Les différences sont encore importantes lors de la cession d’un bien immobilier. En personne physique, la plus-value n’est pas imposable, elle résulte de la gestion d’un “bon père de famille” et que le bien fut possédé plus de cinq ans. C’est donc une bonne opération.
Par contre elle est toujours imposable dans une société et il faut encore payer le précompte mobilier comme décrit plus haut. Que faire alors de l’argent restant après avoir remboursé ses frais et dettes ? La solution est souvent d’acheter un nouvel immeuble et faire grandir son patrimoine. C’est peut-être le principal intérêt de la société, favoriser la croissance et la multiplication de ses actifs, pour autant que la programmation opérationnelle et fiscale soit adaptée.

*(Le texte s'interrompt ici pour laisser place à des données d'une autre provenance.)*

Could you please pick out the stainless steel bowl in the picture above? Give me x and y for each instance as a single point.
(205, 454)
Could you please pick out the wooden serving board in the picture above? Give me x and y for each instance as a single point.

Il n’y a pas de règle absolue mais la pratique enseigne que le jeu n’en vaut pas la chandelle pour un seul un immeuble, en particulier s’il s’agit de votre habitation. Si par contre votre objectif est de constituer un patrimoine conséquent, que vous y mettrez les moyens nécessaires et qu’élaborer un pôle de richesse immobilière est un projet à long terme, une structure sociétaire pourrait bien répondre à vos attentes et être plus adaptée.